A woman with long black braids sits, leaning towards the camera. She's wearing gold hoops, a gold nose ring and a black camisole. She is sitting in a room with blue grey walls.

Crystal Kayiza

Brooklyn, NY

Crystal Kayiza was raised in Oklahoma and is now a Brooklyn-based filmmaker. As a director, her work reimagines the aesthetics used to tell stories about Black folks across generations and landscapes. Named one of Filmmaker Magazine‘s “25 New Faces of Independent Film,” she is a recipient of a 2021 Creative Capital Award,  the Sundance Ignite Fellowship, Jacob Burns Film Center Woman Filmmaker Fellowship, and Points North Institute North Star Fellowship. Her film, Edgecombe, which received the 2018 Gold Plaque at the Chicago International Film Festival, was an official selection of the 2019 Sundance Film Festival where it was acquired for distribution by PBS. Her most recent film, See You Next Time, which aired on Starz, was an official selection of the 2020 Sundance Film Festival and was released by the New Yorker.
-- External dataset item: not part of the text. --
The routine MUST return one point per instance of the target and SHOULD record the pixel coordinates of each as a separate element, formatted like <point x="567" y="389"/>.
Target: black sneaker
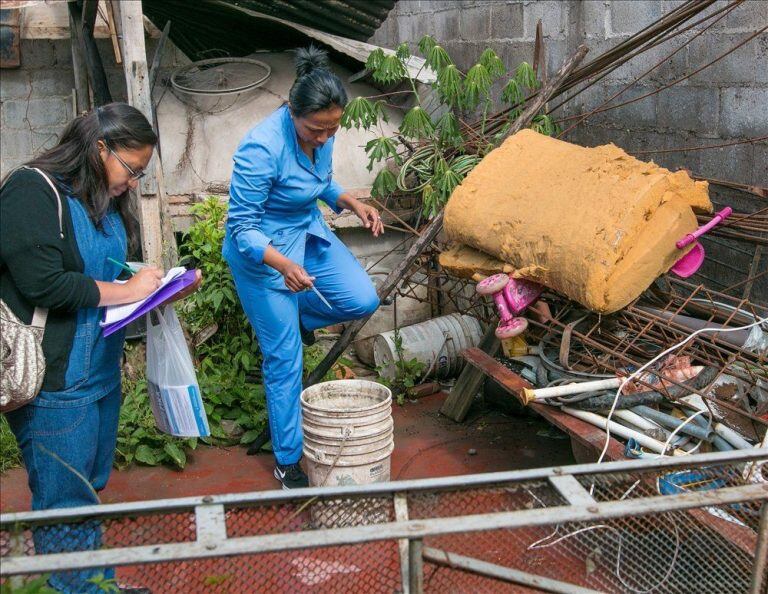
<point x="307" y="336"/>
<point x="292" y="476"/>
Her short narrative film, Rest Stop, was the winner of the 2020 Tribeca CHANEL Through Her Lens Program Grant. Kayiza received a Heartland Emmy Award in 2012 for her film All That Remains, which profiles Boley, Oklahoma, one of the nation’s last all-Black towns. The Gardeners is her first nonfiction feature film.

The Gardeners

Crystal Kayiza is a filmmaker whose work reimagines the aesthetics used to tell stories about Black folks across generations and landscapes.

Artist Bio

The Gardeners follows the Worthy Women of Watkins Street, keepers of one of the oldest Black cemeteries in Mississippi. The feature-length film will live between this life and the next, utilizing the land as a portal into intangible dimensions, including the spirits that keep this group of elder women drawn to their work. As The Gardeners honors the labor of the Worthy Women, it also physically, emotionally, and spiritually invokes the souls laid to rest at Watkins Street Cemetery. Positioning Watkins as a dynamic and emotive central character within the narrative, the space becomes a conduit for an immersive exploration of collective history, aging, memory, and the burden of caring for the forgotten.